ARAŞTIRMA ENSTİTÜSÜ VE YENİ ÜRÜNLER
BOR Madeni ile ilgili yeni teknolojiler ve ürünler geliştirmek için Bor Araştırma Enstitüsü BOREN kuruldu. BOREN'in Tübitak, üniversiteler ve özel şirketler ile yaptığı çalışmalar sonucunda bugüne kadar 38 ürün için patent müracaatı yapıldı, 3 ürün için ise patent müracaatına hazırlanılıyor. Bu çalışmalardan Çinko Borat (kablolarda, yanmaya dayanıklı boyalarda, kumaşlarda, elektrik/elektrotronik parçalarda, yanmaya dayanıklı halı kaplamalarda, otomobil/ uçak iç aksamlarında, tekstil ve kağıt endüstrisinde kullanılır ), Bor Nitrür (elmasa yakın sertliği vardır, ısıya ve aşınmaya dayanıklı bir malzeme olup uçak motoru ve aşınmaya müsait makinalarda kullanılır), Elementel Bor (roket ateşleyicileri ve patlayıcılarda yaygın olarak kullanılmakta olup metalürji uygulamaları, air-baglerde ve katı roket yakıtlarında enerjitik malzeme olarak kullanılır), MgB2 Süper İletken tozu (Mag-Lev trenleri, MRI cihazları, rüzgâr türbinleri, süperiletken mıknatıslar, güç aktarım sistemleri, elektrikli motorlar, arızalı akım kesme ünitelerinde kullanılır), Tarım Bor (Borlu gübre üretimi yapılmıştır. Ürünlerde yüzde15'e varan ürün artışı sağlamaktadır) ticari ürüne dönerek seri üretime başlamıştır. Çok yakında dünyada ilk kez bordan üretilen soğutma özellikli yangın söndürme tozu, süper kaymaz lastik, kurşunsuz radyasyon koruma kalkanı, zemin enjeksiyon malzemesi gibi ürünlerde seri üretime başlanacak. Tüm bunlara ilave olarak Bor cevheri kimyasal olarak işlenirken ortaya çıkan atık kilden Lityum Karbonat üretmeyi Türk mühendisleri başardı. Lityum üretim tesisleri Eskişehir'de kuruluyor. 10 yıl içerisinde tüm dünyada elektrikli araçlar yaygın hale gelecek, elektrikli araçların en önemli parçası bataryası ve batarya üretimi için gerekli maden de Lityum. Dünyada en çok Lityum rezervi Şili'de ve çok az ülkede az miktarda rezervi var. Şili çıkardığı Lityumu, cevher olarak tonunu 20 bin dolar fiyatla satıyor. Oysa ki işlendiğinde fiyatı en az 10 kat artıyor. Lityumu işleyerek batarya üreten ülkeler ise Çin, Güney Kore, Japonya ve ABD. Türkiye elektrikli yerli otomobil TOG'un üretileceği Gemlik'deki fabrikanın yanına Çinli Farasis firması ile 200 milyon dolar yatırım yaparak Avrupa'nın en büyük batarya fabrikalarından birisini kuruyor.

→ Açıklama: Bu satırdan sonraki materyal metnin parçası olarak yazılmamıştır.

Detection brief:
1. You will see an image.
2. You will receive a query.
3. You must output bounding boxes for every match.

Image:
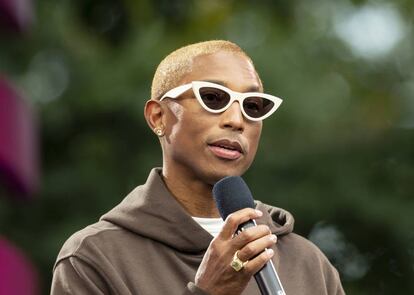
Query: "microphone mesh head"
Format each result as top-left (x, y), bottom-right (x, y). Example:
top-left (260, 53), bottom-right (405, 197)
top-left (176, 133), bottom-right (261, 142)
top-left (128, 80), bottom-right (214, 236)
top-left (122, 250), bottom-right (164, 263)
top-left (213, 176), bottom-right (254, 220)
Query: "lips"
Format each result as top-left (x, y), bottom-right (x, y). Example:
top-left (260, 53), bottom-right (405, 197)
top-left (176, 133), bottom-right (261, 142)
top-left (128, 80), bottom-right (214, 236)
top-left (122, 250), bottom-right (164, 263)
top-left (208, 139), bottom-right (244, 160)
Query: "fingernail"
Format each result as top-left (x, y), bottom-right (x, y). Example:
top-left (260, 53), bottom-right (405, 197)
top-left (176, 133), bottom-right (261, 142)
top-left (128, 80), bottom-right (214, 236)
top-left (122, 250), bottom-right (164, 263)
top-left (266, 248), bottom-right (275, 257)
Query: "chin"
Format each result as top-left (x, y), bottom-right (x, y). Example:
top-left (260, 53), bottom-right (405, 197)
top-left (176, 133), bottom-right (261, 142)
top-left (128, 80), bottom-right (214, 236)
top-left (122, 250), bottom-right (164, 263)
top-left (205, 166), bottom-right (247, 185)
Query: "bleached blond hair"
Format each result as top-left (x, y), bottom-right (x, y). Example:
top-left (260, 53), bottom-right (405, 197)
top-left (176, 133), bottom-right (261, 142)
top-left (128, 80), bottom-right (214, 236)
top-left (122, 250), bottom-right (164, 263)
top-left (151, 40), bottom-right (262, 100)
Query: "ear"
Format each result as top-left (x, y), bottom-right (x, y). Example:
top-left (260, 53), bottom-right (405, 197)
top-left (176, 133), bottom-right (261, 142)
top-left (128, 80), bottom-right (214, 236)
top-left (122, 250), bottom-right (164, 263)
top-left (144, 99), bottom-right (165, 130)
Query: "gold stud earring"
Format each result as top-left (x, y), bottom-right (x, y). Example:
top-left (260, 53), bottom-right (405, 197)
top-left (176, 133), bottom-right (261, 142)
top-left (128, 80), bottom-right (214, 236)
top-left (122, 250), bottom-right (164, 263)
top-left (154, 125), bottom-right (164, 137)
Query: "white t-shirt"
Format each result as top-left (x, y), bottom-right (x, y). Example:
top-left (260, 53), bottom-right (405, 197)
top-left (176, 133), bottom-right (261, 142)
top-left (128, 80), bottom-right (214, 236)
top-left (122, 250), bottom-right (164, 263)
top-left (192, 216), bottom-right (224, 237)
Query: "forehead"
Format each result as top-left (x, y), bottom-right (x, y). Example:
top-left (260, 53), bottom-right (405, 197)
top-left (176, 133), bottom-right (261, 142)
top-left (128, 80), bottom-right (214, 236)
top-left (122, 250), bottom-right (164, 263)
top-left (183, 51), bottom-right (261, 92)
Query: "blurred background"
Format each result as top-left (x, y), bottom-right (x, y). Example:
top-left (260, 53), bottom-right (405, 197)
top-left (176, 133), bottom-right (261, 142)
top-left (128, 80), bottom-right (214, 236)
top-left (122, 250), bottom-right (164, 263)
top-left (0, 0), bottom-right (414, 295)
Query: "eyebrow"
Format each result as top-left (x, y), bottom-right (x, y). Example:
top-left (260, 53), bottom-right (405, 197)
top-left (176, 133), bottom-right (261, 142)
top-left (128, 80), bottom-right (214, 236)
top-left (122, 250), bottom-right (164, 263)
top-left (202, 79), bottom-right (260, 92)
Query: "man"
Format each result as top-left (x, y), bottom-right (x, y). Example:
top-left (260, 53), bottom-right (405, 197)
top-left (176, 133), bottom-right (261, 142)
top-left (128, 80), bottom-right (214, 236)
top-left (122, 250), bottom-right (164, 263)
top-left (52, 41), bottom-right (344, 295)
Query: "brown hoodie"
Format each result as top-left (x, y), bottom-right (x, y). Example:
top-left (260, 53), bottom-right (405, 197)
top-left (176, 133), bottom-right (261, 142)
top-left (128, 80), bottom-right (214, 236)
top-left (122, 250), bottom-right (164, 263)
top-left (51, 169), bottom-right (345, 295)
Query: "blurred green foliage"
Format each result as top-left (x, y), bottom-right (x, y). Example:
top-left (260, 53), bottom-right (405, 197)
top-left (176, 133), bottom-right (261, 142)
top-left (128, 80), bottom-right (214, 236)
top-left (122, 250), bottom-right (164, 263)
top-left (0, 0), bottom-right (414, 294)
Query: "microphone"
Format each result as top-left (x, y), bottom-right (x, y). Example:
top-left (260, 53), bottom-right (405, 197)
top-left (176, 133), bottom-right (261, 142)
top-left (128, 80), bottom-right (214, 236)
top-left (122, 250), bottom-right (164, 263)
top-left (213, 176), bottom-right (286, 295)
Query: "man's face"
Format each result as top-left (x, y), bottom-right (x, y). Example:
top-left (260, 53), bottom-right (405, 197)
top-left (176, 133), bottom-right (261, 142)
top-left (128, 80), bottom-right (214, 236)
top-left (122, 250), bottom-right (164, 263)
top-left (163, 51), bottom-right (262, 184)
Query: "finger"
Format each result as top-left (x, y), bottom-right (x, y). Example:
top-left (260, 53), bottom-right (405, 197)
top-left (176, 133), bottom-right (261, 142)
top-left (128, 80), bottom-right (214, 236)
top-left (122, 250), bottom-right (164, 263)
top-left (232, 224), bottom-right (272, 249)
top-left (237, 234), bottom-right (277, 261)
top-left (243, 249), bottom-right (274, 275)
top-left (217, 208), bottom-right (263, 240)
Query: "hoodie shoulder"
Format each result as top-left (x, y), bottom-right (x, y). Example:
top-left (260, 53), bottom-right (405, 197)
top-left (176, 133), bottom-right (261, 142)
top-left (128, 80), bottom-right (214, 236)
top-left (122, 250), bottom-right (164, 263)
top-left (53, 220), bottom-right (121, 269)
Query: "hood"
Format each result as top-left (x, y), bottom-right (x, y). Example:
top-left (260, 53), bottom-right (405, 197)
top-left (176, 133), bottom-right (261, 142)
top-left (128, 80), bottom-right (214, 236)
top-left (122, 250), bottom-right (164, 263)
top-left (101, 168), bottom-right (294, 253)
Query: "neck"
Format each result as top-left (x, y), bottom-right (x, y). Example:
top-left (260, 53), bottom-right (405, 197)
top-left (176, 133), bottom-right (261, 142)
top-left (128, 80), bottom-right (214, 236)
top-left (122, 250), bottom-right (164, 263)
top-left (162, 162), bottom-right (220, 218)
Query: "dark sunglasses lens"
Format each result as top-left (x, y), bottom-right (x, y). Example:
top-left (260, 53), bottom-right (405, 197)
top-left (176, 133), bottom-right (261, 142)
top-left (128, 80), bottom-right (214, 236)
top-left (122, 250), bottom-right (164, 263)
top-left (199, 87), bottom-right (230, 110)
top-left (243, 97), bottom-right (275, 118)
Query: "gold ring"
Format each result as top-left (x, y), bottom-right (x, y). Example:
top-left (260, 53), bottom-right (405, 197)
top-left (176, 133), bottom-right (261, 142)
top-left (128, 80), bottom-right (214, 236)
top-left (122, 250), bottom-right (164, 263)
top-left (230, 250), bottom-right (249, 271)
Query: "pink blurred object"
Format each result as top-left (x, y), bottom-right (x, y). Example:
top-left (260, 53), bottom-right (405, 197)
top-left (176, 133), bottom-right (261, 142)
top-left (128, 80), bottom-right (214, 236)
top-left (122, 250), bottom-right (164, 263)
top-left (0, 76), bottom-right (39, 198)
top-left (0, 237), bottom-right (39, 295)
top-left (0, 0), bottom-right (33, 32)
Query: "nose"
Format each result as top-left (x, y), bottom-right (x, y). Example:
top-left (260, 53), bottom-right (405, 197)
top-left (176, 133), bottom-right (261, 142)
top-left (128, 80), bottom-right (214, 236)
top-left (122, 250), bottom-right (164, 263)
top-left (220, 101), bottom-right (245, 132)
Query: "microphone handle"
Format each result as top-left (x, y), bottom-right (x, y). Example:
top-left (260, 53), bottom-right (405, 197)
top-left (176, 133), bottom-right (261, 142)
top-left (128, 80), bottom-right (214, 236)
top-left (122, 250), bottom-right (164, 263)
top-left (238, 220), bottom-right (286, 295)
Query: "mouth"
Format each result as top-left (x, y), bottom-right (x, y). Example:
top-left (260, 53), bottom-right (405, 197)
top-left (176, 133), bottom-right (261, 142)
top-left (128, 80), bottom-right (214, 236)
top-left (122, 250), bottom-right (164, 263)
top-left (208, 139), bottom-right (244, 160)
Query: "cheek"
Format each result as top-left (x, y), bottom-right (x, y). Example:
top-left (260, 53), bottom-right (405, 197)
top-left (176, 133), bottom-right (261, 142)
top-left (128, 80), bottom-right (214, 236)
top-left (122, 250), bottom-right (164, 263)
top-left (249, 125), bottom-right (262, 157)
top-left (167, 103), bottom-right (208, 148)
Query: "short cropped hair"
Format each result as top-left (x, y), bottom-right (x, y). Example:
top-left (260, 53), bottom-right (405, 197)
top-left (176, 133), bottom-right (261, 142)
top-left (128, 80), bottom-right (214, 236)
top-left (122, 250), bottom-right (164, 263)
top-left (151, 40), bottom-right (262, 100)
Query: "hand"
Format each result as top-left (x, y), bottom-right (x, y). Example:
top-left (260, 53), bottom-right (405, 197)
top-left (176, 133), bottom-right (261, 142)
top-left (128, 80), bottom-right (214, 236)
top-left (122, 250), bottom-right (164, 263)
top-left (195, 208), bottom-right (277, 295)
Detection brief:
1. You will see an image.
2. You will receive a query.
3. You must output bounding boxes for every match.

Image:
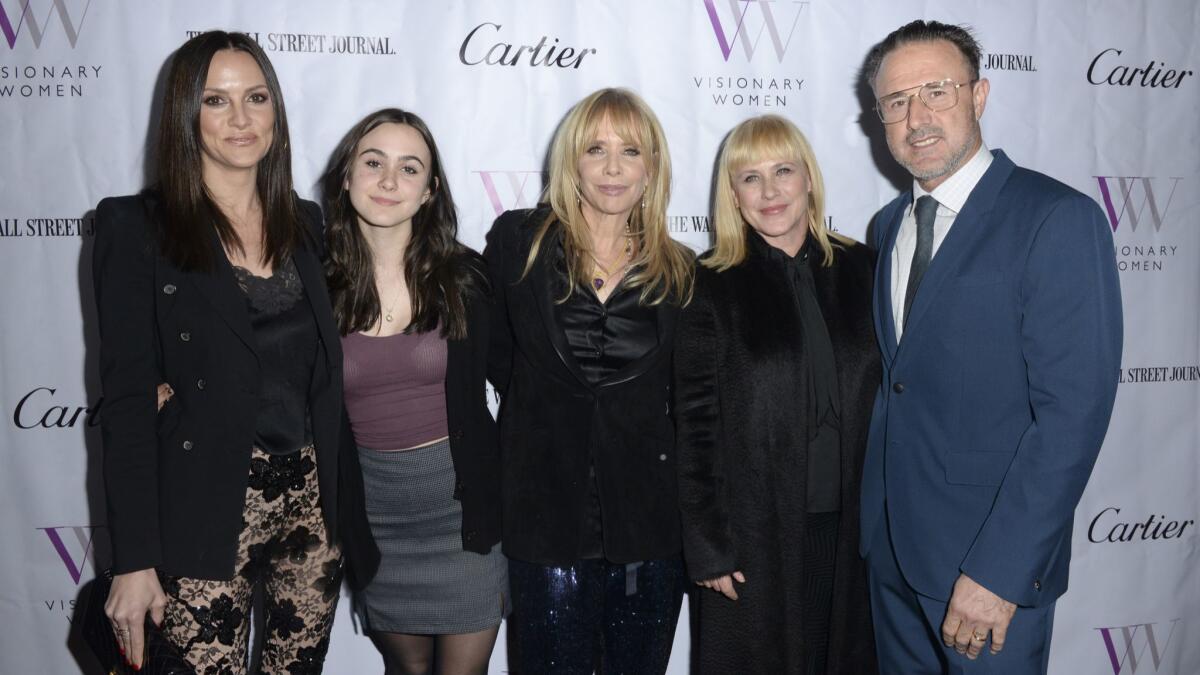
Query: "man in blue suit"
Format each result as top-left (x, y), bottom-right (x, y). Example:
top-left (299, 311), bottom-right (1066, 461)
top-left (862, 22), bottom-right (1122, 675)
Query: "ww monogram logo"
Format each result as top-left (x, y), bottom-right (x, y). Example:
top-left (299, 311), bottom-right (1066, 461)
top-left (1093, 175), bottom-right (1183, 232)
top-left (0, 0), bottom-right (91, 49)
top-left (472, 171), bottom-right (541, 215)
top-left (704, 0), bottom-right (809, 64)
top-left (38, 525), bottom-right (96, 585)
top-left (1097, 619), bottom-right (1180, 675)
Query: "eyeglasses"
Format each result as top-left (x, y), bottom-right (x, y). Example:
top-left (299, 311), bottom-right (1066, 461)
top-left (875, 79), bottom-right (979, 124)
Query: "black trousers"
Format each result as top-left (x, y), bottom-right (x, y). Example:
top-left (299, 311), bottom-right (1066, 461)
top-left (509, 558), bottom-right (685, 675)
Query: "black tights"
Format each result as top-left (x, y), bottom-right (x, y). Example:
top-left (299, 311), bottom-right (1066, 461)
top-left (371, 626), bottom-right (500, 675)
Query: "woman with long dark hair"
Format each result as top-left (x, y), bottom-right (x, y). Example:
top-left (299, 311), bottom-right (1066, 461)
top-left (94, 31), bottom-right (360, 673)
top-left (485, 89), bottom-right (692, 675)
top-left (674, 115), bottom-right (880, 675)
top-left (323, 108), bottom-right (509, 675)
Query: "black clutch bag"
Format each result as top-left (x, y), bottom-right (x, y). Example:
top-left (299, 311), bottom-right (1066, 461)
top-left (83, 569), bottom-right (196, 675)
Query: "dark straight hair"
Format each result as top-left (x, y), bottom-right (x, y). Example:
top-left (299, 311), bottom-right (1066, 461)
top-left (863, 19), bottom-right (983, 94)
top-left (155, 30), bottom-right (307, 271)
top-left (320, 108), bottom-right (487, 339)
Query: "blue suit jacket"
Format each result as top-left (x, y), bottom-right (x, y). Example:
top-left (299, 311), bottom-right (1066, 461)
top-left (862, 150), bottom-right (1122, 607)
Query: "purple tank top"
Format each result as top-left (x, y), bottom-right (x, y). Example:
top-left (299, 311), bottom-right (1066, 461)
top-left (342, 329), bottom-right (446, 450)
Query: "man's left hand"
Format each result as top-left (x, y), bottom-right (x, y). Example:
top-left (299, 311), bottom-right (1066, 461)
top-left (942, 574), bottom-right (1016, 659)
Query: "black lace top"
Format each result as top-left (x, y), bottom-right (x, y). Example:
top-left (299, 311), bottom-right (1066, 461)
top-left (233, 258), bottom-right (318, 455)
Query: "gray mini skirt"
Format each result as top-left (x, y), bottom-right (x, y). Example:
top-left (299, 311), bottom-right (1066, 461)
top-left (359, 441), bottom-right (510, 635)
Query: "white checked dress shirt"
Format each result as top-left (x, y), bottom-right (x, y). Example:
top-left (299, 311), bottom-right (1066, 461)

BATI'NIN ÇIKARLARINA UYMUYOR
MİLLİ Muharip Uçak ve milli helikopterlerimize güç verecek motorların üretiminde, katı yakıtlı füze motorlarına yakıt üretiminde kullanılması için çalışmalar yıllar önce başladı . Askerimizi koruyacak bir çelik yeleğin ağırlığı 20 kg'dır. Bor karbür zırh ile ağırlığı 7 kilograma inecek. Bir tank için kullanılan zırh çeliğinin ağırlığı 10 ton olup bor karbür zırh kullanıldığında zırhın ağırlığı yalnızca 3 ton olacak. Bor karbür zırh silahlarımızı hem teknolojik olarak üstün kılacak hem de dünyada var olan milyarlarca dolarlık silah ihracatından Türkiye pay alacak. Bunlardan daha da önemlisi Türkiye, bugün batının ambargo uygulayarak SİHA satmadığı çoğu dost ve kardeş ülkeye SİHA satarak bu ülkeler üzerindeki Batı hegamonyasını kırmıştır. Ürettiği bu yeni teknolojileri de dost ve kardeş ülkelerle paylaştığında ABD ve diğer ülkelerin baskısından kurtulmalarını kolaylaştıracak ve bağımsızlık yolunda önlerini açacaktır. Bu durum ABD başta olmak üzere batılı müttefiklerimizin hiç hoşuna gitmiyor. Çin'le fabrika yapılması için ilk imza atıldığında batılıların fonladığı STK ve basın kuruluşları ' Madenlerimiz Çin'e peşkeş çekiliyor ' diye bağırmaya başlamışlardı. İşte bağırmalarının gerçek sebepleri burada yatıyor. Çünkü stratejik bir maden olarak bor Türkiye'nin bölgesel güç olması yolunda önemli bir kaynak olacak. 2021 yılında 1 milyar dolar gelir elde edilen bor madeninden 2031 yılında 10 milyar dolar gelir elde edilecek.